AI inference tokens are becoming a commodity, and someone has designed the futures contract

This paper argues that the tokens consumed by large language models share the economic properties of electricity and carbon credits, then proposes a complete standardized futures contract to let enterprises hedge their compute costs.

Published March 2026

62%–78% reduction in enterprise compute cost volatility from token futures hedging across all simulated scenarios

40× decline in GPT-4-level inference prices from early 2023 to early 2025 (from $60 to under $1.50 per million output tokens)

>$10B annual global AI inference API market as of 2024, growing at over 100% per year, meeting the scale threshold for a commodity market

87% variance reduction in 12-month procurement costs under baseline-scenario optimal hedging (hedge ratio h* = 0.85)

Simulated token price paths over 36 months (mean and confidence intervals)

Reproduced from Xing (2026), Figure 6. 10,000-path Monte Carlo simulation of Standard Inference Token (SIT) prices under a mean-reverting jump-diffusion model. The U-shaped mean path captures the transition from supply-driven decline to demand-driven volatility.

Tokens as a commodity

The central provocation of this paper is simple: the AI inference token is not a service, it is a raw material. Xing argues that tokens satisfy the classical economic criteria for a tradeable commodity. They are fungible (you don't care which GPU made the token, only that the output meets a quality bar). They are standardised (the industry already quotes in "million tokens"). And the market is large enough, with global AI inference API revenue exceeding $10 billion in 2024 and growing at more than 100% annually.

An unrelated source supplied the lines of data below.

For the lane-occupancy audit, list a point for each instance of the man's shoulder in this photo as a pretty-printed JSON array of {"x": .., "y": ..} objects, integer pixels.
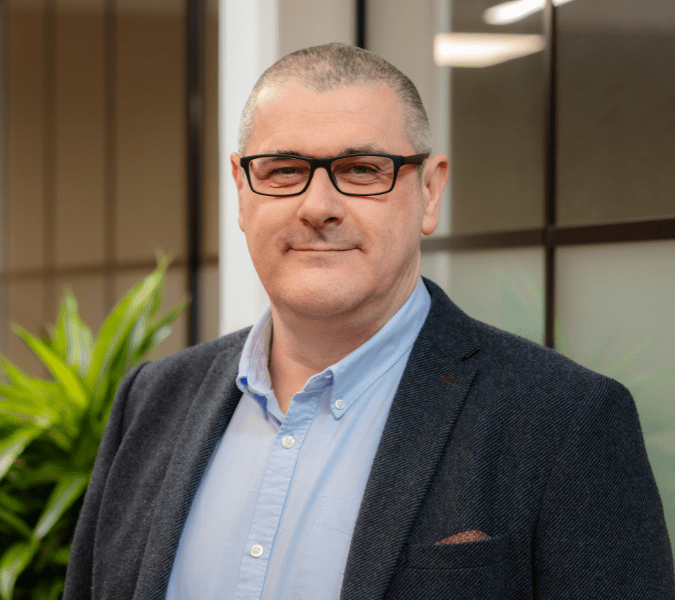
[
  {"x": 198, "y": 358},
  {"x": 514, "y": 366}
]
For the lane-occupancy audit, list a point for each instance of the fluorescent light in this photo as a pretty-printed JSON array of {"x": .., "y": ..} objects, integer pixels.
[
  {"x": 483, "y": 49},
  {"x": 515, "y": 10}
]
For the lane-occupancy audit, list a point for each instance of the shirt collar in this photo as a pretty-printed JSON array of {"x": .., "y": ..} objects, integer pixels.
[{"x": 351, "y": 376}]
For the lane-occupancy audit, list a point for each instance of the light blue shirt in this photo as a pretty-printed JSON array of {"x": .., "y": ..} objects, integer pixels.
[{"x": 274, "y": 513}]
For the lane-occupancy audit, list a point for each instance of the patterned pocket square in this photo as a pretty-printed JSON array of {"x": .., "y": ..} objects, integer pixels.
[{"x": 465, "y": 536}]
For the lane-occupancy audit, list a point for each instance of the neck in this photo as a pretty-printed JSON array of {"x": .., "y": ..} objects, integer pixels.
[{"x": 303, "y": 346}]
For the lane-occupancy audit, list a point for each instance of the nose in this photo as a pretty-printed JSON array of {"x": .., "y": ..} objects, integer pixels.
[{"x": 321, "y": 204}]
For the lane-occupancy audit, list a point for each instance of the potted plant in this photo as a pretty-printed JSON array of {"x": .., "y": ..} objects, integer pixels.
[{"x": 50, "y": 430}]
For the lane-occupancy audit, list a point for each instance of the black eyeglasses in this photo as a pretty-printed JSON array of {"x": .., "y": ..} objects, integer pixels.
[{"x": 352, "y": 175}]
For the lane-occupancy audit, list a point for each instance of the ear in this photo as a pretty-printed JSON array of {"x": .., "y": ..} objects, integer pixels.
[
  {"x": 238, "y": 176},
  {"x": 434, "y": 180}
]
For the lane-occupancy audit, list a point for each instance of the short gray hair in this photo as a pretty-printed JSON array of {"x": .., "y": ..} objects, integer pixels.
[{"x": 335, "y": 66}]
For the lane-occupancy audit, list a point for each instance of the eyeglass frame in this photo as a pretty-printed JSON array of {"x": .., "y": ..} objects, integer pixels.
[{"x": 315, "y": 163}]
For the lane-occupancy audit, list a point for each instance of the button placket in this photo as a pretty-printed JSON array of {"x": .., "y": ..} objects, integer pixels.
[{"x": 276, "y": 483}]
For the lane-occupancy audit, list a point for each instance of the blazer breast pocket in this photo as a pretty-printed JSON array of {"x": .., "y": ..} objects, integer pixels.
[{"x": 473, "y": 570}]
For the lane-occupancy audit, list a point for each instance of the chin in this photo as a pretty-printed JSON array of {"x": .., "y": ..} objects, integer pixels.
[{"x": 322, "y": 299}]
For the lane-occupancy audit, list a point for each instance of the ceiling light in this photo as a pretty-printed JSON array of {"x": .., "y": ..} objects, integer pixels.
[
  {"x": 483, "y": 49},
  {"x": 510, "y": 12}
]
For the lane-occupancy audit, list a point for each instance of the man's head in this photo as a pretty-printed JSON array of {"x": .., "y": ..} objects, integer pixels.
[
  {"x": 321, "y": 253},
  {"x": 335, "y": 66}
]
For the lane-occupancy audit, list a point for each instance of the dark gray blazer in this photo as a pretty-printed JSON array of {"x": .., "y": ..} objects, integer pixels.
[{"x": 487, "y": 432}]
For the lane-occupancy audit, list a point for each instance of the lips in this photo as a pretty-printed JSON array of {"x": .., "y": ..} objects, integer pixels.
[{"x": 321, "y": 249}]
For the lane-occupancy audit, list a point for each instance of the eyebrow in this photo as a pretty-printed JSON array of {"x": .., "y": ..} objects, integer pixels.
[{"x": 365, "y": 149}]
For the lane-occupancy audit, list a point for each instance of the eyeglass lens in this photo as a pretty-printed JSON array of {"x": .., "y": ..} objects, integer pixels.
[{"x": 360, "y": 175}]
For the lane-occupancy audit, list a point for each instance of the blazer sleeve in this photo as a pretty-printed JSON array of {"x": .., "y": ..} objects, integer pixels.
[
  {"x": 601, "y": 531},
  {"x": 81, "y": 560}
]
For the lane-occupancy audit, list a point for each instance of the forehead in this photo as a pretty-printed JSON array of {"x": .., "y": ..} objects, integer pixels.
[{"x": 295, "y": 118}]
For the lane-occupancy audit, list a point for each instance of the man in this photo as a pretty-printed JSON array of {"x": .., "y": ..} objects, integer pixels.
[{"x": 365, "y": 439}]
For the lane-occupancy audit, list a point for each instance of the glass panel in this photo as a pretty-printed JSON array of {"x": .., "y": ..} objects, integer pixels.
[
  {"x": 497, "y": 128},
  {"x": 501, "y": 287},
  {"x": 616, "y": 111},
  {"x": 615, "y": 310}
]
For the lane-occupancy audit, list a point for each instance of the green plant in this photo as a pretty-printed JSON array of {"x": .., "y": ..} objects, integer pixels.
[{"x": 50, "y": 430}]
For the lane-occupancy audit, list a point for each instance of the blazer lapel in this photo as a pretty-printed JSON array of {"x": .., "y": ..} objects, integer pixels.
[
  {"x": 429, "y": 398},
  {"x": 211, "y": 411}
]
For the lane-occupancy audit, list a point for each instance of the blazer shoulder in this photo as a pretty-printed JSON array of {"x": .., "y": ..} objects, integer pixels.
[
  {"x": 526, "y": 365},
  {"x": 197, "y": 359},
  {"x": 169, "y": 384}
]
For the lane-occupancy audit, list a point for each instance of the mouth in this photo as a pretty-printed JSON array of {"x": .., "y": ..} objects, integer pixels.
[{"x": 322, "y": 249}]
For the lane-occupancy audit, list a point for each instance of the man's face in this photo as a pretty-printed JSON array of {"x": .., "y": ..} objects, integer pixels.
[{"x": 323, "y": 254}]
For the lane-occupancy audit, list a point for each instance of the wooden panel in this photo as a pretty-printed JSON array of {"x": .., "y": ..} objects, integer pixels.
[
  {"x": 151, "y": 177},
  {"x": 80, "y": 89},
  {"x": 26, "y": 139}
]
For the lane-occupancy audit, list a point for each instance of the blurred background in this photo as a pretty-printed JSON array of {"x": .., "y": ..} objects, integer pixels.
[{"x": 117, "y": 118}]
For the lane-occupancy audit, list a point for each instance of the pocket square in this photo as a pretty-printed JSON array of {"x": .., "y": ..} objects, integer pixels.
[{"x": 465, "y": 536}]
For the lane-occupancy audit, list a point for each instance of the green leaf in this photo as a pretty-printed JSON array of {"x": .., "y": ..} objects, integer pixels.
[
  {"x": 16, "y": 523},
  {"x": 114, "y": 338},
  {"x": 69, "y": 488},
  {"x": 39, "y": 410},
  {"x": 33, "y": 385},
  {"x": 13, "y": 563},
  {"x": 161, "y": 330},
  {"x": 62, "y": 372},
  {"x": 12, "y": 446},
  {"x": 72, "y": 339}
]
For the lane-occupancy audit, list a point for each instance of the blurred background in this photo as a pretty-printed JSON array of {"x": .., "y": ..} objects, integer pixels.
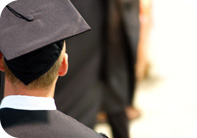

The closest analogue is electricity. Both are non-storable, both have rigid short-term supply, and both exhibit time-varying demand. Electricity futures have traded successfully since Nord Pool launched in 1993, proving that non-storability is not a barrier to derivatives markets. Carbon emission allowances offer another parallel: an entirely artificial commodity that went from concept to mature futures market within a decade.

Tokens also have a distinctive dual nature. Right now, most people think of them as a finished product, the output of a chatbot. But as AI embeds into manufacturing, logistics, autonomous driving, and healthcare, tokens become an intermediate input, a raw material consumed inside larger production processes. Xing draws an explicit parallel to electricity's historical arc: novelty product in the 1890s, infrastructure commodity by the 1950s.

GPT-4-level inference token price trajectory and projected scenarios (2023–2030)

Reproduced from Xing (2026), Figure 3. Historical prices on a log scale show a 40× decline from 2023 to 2025. Two diverging projections illustrate continued decline vs. a demand-explosion reversal driven by VLA and embodied AI adoption.

Token demand structure by tier (current share of total demand)

Based on Xing (2026), Section 3.2. The four tiers differ sharply in price elasticity. As Tiers 3 and 4 grow, overall market demand becomes more inelastic, amplifying future price volatility.

Why current cheap prices won't last

GPT-4-level inference costs dropped over 40-fold in two years, from roughly $60 per million output tokens in early 2023 to under $1.50 in early 2025. Three factors drove this collapse simultaneously: architecture improvements like Mixture-of-Experts, hardware upgrades from A100 to H100 to B200, and aggressive price wars among providers subsidising below marginal cost to grab market share.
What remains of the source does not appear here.